Editorial Office (JR), Journal of Neuro-Ophthalmology, Plymouth, Massachusetts; Department of Neurology (JR), Dartmouth Hitchcock Medical Center, Lebanon, New Hampshire; Ottawa Hospital Research Institute (LS), Ottawa, Ontario, Canada; and University of Ottawa (LS), Ottawa, Ontario, Canada.
Address correspondence to the Journal of Neuro-Ophthalmology Editorial Office, 36 Old Mill Lane, Plymouth, MA, 02360. E-mail: firstname.lastname@example.org
The authors report no conflicts of interest.
For readers to assess the validity of research and replicate its results or for editors to effectively judge the accuracy and true potential impact of an article, authors must carefully—and comprehensively—document their study methodology and findings. Sadly, as has been repeatedly recorded, failure to report essential methodological elements is prevalent across the biomedical literature (1–3), including neurology (4,5) and ophthalmology (6–9). At the level of an individual article, lack of description as to how a study was conducted, which criteria were used to select patients, or, for research syntheses, how the literature search was structured and executed are inconvenient. Amplified across an entire field of study, poor reporting can elevate weak, unsound, or simply specious evidence, with the undesirable potential to misdirect future research up scientific cul-de-sacs.
Complete descriptions of the purpose and results in a research study should never be an afterthought. Indeed, every author should consider the issues of reporting research methods and findings from the moment the article is conceived. Fortunately, an array of tools to assist authors exists in the form of reporting guidelines. The most well known of these are CONSORT 2010 (Consolidated Standards of Reporting Trials) (10,11), STROBE (Strengthening the Reporting of Observational studies in Epidemiology) (12,13), and PRISMA (Preferred Reporting Items for Systematic Reviews and Meta-Analyses) (14,15). Reporting guidelines, which are evidence- and consensus-based, and usually designed, tested, and validated by world-renowned methodology experts, pinpoint core components for reporting a particular type of study. They might quite simply be defined as an approach to encourage the provision of carefully structured minimum elements of information within a research report/article. Such reporting guidelines are commonly known in their distilled form: checklists and, in some cases, algorithms. It is these checklists that the Journal of Neuro-Ophthalmology has decided to use in an effort to raise its reporting standards.
Presently, close to 600 biomedical and health research journals have endorsed CONSORT for authors who submit the results of clinical trials for publication (16). Evidence shows that trials published in journals following these guidelines are more completely reported (17). Similarly, data are emerging demonstrating a positive effect of PRISMA endorsement on systematic review articles (18).

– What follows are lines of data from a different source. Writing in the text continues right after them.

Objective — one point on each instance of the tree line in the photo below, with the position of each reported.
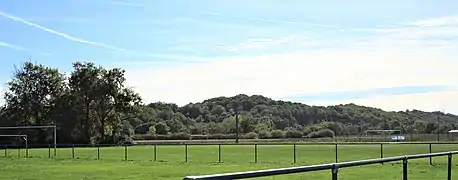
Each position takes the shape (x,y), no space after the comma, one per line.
(92,104)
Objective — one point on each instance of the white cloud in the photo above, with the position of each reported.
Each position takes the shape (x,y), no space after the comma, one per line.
(269,20)
(440,21)
(267,43)
(282,75)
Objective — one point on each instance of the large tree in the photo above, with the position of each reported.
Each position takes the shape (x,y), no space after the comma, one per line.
(31,96)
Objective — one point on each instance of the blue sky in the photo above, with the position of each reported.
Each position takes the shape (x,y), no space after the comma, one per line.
(394,55)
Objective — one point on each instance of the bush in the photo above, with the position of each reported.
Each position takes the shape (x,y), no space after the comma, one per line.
(293,134)
(264,135)
(324,133)
(179,136)
(217,136)
(278,134)
(313,135)
(251,135)
(143,137)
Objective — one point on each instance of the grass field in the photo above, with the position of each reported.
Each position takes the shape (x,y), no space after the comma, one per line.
(204,159)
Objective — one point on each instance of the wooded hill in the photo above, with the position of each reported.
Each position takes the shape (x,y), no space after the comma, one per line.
(92,105)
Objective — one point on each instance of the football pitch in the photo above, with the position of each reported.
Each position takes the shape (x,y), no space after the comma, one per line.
(177,161)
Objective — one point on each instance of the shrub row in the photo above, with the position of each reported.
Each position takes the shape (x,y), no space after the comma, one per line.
(275,134)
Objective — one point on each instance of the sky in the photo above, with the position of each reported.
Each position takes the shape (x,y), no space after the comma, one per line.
(393,55)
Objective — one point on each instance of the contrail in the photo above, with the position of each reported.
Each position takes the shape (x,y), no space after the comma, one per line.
(93,43)
(269,20)
(120,3)
(8,45)
(61,34)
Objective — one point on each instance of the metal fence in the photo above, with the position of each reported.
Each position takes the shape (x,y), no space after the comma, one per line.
(335,152)
(333,167)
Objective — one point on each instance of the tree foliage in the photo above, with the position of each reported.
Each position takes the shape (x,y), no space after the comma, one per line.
(93,105)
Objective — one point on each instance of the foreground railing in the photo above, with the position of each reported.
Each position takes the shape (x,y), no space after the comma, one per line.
(334,167)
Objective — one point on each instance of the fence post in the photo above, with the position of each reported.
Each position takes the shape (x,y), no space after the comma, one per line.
(449,169)
(337,152)
(430,158)
(125,152)
(335,171)
(219,153)
(155,152)
(404,168)
(255,153)
(186,152)
(26,150)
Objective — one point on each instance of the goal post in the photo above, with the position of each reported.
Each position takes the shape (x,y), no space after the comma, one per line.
(24,137)
(53,127)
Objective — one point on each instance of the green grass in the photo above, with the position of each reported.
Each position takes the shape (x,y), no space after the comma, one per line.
(203,159)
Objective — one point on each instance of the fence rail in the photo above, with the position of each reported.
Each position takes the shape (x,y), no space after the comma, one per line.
(291,152)
(334,167)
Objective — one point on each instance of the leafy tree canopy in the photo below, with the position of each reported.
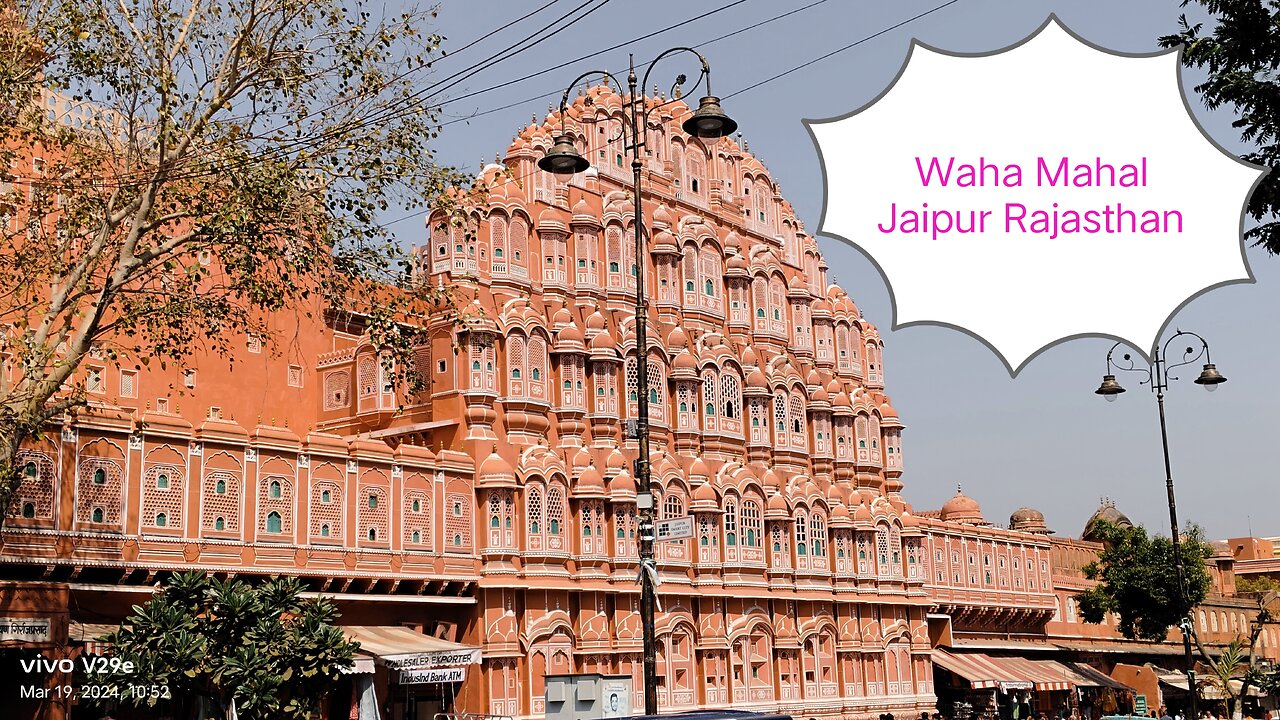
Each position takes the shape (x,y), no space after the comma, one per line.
(1138,582)
(1240,51)
(264,647)
(174,173)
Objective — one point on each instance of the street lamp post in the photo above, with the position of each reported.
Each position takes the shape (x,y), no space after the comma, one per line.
(709,122)
(1157,376)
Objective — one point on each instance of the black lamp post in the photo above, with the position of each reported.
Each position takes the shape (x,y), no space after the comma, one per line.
(709,122)
(1157,376)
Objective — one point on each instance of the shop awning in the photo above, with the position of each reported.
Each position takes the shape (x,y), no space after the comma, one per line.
(90,634)
(1022,673)
(982,670)
(403,648)
(1208,691)
(1093,678)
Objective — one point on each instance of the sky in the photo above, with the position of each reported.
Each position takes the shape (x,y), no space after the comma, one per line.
(1041,440)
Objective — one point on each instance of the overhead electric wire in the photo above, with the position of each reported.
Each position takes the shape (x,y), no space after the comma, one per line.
(501,55)
(565,64)
(855,44)
(753,26)
(496,31)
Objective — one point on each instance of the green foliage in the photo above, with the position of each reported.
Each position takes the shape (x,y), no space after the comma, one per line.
(1242,57)
(273,652)
(228,164)
(1138,582)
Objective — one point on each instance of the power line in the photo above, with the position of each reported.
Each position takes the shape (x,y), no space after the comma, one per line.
(615,48)
(722,8)
(493,32)
(855,44)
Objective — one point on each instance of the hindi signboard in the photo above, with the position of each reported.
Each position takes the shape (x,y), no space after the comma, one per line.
(673,528)
(24,629)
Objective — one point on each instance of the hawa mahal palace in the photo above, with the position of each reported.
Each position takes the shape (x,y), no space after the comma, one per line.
(497,507)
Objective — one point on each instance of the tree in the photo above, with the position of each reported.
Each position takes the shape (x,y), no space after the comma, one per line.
(1242,57)
(266,650)
(173,173)
(1138,582)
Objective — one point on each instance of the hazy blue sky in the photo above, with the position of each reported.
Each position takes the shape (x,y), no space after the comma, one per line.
(1043,438)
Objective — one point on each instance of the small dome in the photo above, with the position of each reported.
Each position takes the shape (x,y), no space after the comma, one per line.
(590,479)
(603,341)
(705,492)
(677,338)
(552,219)
(496,472)
(963,509)
(1106,511)
(1028,520)
(570,333)
(662,217)
(778,502)
(699,469)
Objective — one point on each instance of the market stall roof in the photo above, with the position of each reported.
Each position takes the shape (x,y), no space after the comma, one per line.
(982,670)
(1022,673)
(1206,691)
(405,647)
(1093,678)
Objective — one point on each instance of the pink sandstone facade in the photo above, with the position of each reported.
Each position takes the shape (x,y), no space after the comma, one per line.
(498,506)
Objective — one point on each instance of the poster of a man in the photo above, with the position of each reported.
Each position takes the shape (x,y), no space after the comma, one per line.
(617,700)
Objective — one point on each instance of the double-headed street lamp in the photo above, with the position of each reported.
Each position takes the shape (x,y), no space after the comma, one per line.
(708,122)
(1157,376)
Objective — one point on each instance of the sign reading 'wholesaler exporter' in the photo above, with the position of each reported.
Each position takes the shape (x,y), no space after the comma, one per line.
(429,660)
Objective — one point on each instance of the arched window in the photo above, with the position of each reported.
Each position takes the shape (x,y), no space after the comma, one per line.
(709,400)
(554,510)
(818,536)
(801,534)
(534,507)
(752,523)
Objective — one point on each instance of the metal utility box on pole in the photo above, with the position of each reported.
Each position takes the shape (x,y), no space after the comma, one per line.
(588,696)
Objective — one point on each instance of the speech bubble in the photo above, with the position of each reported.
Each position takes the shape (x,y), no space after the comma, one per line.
(1046,191)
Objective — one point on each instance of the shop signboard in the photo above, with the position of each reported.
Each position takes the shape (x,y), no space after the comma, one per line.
(433,675)
(434,659)
(24,629)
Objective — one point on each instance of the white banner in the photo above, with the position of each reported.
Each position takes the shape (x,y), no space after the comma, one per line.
(433,675)
(24,629)
(437,659)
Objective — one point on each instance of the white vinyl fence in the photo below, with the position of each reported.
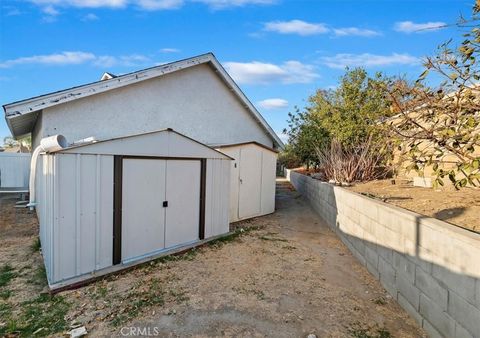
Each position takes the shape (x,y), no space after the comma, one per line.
(14,171)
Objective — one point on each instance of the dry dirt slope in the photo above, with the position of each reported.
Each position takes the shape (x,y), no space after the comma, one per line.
(459,207)
(287,276)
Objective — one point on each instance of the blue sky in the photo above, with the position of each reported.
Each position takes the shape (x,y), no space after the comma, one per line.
(278,51)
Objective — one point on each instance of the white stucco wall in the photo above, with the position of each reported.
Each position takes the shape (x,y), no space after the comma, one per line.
(194,102)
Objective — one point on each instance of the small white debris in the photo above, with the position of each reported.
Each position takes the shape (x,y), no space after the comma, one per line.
(78,332)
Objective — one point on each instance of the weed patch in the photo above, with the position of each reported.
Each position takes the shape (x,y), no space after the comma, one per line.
(358,331)
(39,278)
(7,273)
(274,239)
(36,246)
(43,316)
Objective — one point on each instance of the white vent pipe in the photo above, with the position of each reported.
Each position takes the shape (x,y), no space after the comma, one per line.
(47,144)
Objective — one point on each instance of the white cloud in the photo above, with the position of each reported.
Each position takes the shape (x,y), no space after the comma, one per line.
(354,31)
(50,10)
(368,60)
(147,5)
(124,60)
(263,73)
(75,58)
(273,103)
(90,17)
(170,50)
(82,3)
(296,27)
(155,5)
(64,58)
(222,4)
(412,27)
(282,136)
(11,11)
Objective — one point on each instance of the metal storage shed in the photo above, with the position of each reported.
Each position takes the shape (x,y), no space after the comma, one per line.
(252,183)
(107,205)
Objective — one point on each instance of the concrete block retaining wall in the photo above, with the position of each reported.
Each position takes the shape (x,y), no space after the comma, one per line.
(430,267)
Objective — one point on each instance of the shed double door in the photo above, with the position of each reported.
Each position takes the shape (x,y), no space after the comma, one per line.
(160,205)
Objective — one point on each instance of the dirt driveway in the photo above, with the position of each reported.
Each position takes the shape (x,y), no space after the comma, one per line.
(285,275)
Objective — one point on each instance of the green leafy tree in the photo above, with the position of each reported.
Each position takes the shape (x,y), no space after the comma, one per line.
(305,135)
(349,114)
(439,127)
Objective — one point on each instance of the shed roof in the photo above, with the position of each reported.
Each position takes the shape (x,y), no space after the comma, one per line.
(21,116)
(159,143)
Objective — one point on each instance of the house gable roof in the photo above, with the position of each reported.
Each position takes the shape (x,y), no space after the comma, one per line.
(21,116)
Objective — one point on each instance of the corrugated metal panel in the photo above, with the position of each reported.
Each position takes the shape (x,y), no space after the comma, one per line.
(14,170)
(83,204)
(217,197)
(269,166)
(256,167)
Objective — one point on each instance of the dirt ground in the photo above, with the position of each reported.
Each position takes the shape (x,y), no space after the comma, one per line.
(459,207)
(282,275)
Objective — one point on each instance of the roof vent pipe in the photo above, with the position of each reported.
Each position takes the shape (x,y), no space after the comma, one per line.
(48,144)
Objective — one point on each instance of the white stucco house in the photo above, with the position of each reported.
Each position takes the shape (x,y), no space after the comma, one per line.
(154,161)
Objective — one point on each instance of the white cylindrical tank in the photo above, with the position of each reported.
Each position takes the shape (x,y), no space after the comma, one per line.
(47,144)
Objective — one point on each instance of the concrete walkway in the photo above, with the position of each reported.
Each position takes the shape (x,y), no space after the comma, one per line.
(289,279)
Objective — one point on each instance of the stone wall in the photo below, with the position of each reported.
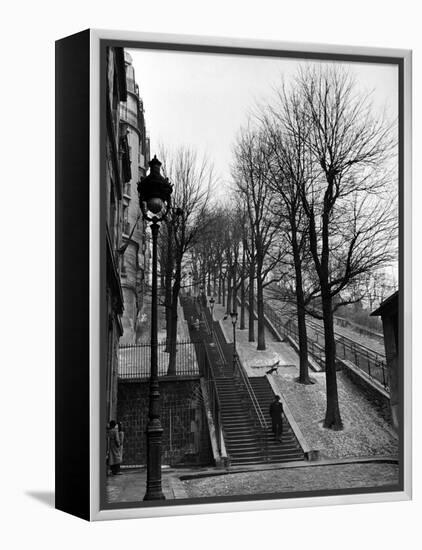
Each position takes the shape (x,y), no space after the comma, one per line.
(185,437)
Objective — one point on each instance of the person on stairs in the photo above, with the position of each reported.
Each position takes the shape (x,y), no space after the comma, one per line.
(276,413)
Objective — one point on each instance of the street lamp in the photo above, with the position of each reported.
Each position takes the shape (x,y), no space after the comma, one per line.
(154,198)
(212,301)
(233,316)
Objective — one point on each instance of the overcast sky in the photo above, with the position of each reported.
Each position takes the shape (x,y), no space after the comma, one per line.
(202,100)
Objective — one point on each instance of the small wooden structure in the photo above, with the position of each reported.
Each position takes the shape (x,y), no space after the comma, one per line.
(389,313)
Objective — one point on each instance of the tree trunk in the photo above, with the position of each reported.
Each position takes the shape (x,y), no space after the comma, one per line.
(260,311)
(168,283)
(171,370)
(229,295)
(251,323)
(242,293)
(301,315)
(209,281)
(332,415)
(219,290)
(234,286)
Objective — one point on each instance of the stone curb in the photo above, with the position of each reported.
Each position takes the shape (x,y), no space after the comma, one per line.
(291,465)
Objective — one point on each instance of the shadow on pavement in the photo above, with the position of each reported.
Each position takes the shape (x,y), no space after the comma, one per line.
(45,497)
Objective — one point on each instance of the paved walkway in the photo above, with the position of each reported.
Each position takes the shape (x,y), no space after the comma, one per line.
(366,432)
(276,478)
(289,480)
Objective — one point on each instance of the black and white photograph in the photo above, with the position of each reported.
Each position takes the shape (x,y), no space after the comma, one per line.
(252,291)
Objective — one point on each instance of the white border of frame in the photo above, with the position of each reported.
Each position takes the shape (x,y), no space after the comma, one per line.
(162,511)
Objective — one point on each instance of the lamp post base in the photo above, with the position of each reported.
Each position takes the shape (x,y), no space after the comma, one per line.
(154,437)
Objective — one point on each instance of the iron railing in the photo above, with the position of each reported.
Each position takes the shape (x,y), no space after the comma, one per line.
(135,360)
(260,421)
(214,400)
(363,357)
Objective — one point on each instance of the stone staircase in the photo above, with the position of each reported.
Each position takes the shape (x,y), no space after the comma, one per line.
(246,441)
(288,449)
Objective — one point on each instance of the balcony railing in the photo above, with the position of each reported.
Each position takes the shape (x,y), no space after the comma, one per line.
(135,360)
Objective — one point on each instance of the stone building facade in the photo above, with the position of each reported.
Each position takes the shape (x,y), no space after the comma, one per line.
(134,259)
(117,174)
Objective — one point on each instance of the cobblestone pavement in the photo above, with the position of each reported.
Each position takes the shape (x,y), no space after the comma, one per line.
(130,486)
(344,476)
(365,432)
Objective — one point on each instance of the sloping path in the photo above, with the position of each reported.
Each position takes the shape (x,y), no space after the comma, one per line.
(366,431)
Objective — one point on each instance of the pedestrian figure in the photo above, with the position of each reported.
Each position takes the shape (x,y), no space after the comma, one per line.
(121,439)
(114,454)
(276,413)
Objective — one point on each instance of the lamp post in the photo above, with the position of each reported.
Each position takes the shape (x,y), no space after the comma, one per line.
(154,198)
(212,301)
(233,315)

Starting in the spring of 2015, the Journal of Neuro-Ophthalmology will strongly encourage authors to include reporting criteria within their articles. The journal will request that authors adhere to the appropriate reporting guideline checklist and indicate where specific reporting elements can be found in their submissions. Checking for adherence to these reporting standards will become a feature of the Journal of Neuro-Ophthalmology peer review and editorial decision-making process.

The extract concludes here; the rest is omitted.